Here's an example of how WinMerge show the differences between two versions of the same file:



And one where two directories are compared:

This post has been edited by Andrew: 24 December 2011 - 06:54 AM

Thanks Andrew - I wasn't expecting such a quick reply. I sort of looked at the frequency of posts in the forum and set an egg timer for 5 days.

Anyway I shall certainly download and store WinMerge.

As for my web site - it had evolved like papier mache for 12 years and needed a good spring clean. So I deleted the whole lot, and I've slowly started rebuilding it.

The Winmerge idea was a good one, but as I add/modify files every hour and take copies only once a month, it would still be a long process.

I'm not sure how the malicious script got there (if indeed there was one), but I've changed my password and I now only leave FileZilla open for a few minutes to transfer files. Previously I had been leaving it open all day and even all night.
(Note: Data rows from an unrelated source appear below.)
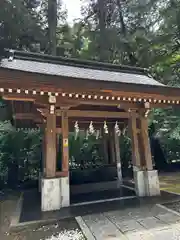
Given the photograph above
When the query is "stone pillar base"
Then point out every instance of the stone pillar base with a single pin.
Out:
(146, 183)
(54, 193)
(140, 186)
(152, 183)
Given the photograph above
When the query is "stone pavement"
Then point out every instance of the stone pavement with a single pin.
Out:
(142, 223)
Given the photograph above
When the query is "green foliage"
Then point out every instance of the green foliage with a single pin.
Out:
(20, 155)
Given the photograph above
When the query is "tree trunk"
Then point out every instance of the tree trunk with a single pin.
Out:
(52, 25)
(128, 49)
(102, 28)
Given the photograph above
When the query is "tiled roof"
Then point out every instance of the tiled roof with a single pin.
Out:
(72, 68)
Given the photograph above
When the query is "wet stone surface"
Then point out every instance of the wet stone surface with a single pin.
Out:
(146, 223)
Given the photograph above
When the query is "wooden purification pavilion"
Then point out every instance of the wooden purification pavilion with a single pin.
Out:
(53, 93)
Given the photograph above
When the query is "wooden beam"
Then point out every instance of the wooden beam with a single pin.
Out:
(62, 174)
(95, 114)
(18, 97)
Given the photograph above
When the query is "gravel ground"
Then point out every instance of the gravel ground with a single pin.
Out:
(63, 230)
(173, 206)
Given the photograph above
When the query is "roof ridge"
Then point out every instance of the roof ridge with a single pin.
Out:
(45, 58)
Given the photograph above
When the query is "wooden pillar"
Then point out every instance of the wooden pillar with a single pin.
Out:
(112, 146)
(105, 148)
(50, 140)
(65, 143)
(145, 143)
(118, 156)
(134, 139)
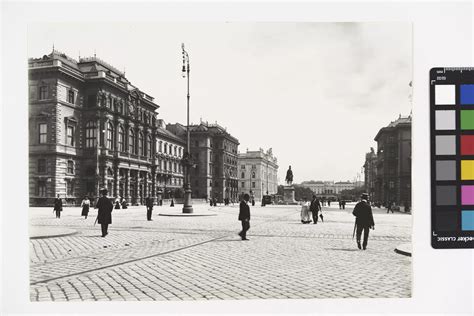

Thanks again for your input.

Michael Carter, on 28 December 2011 - 04:18 AM, said:

Well, the fact of the matter is that I was dealing with a similar situation myself when you posted! Luckily (or lazily) the files on my site are rarely altered directly since I use a CMS which stores everything in a database. So I was able to determine that no changes had been effected to the site's files and, by running WinMerge against dumps of the database, that no malicious database entries has been made.

Did you check your hosting control panel for strange email address accounts or FTP accounts?

No cpanel or mail service runs on the server. Just vsftpd, MySQL, Lighttpd and Open-SSH. Tiger reports no anomalies, so I'm accepting that it was a false alarm.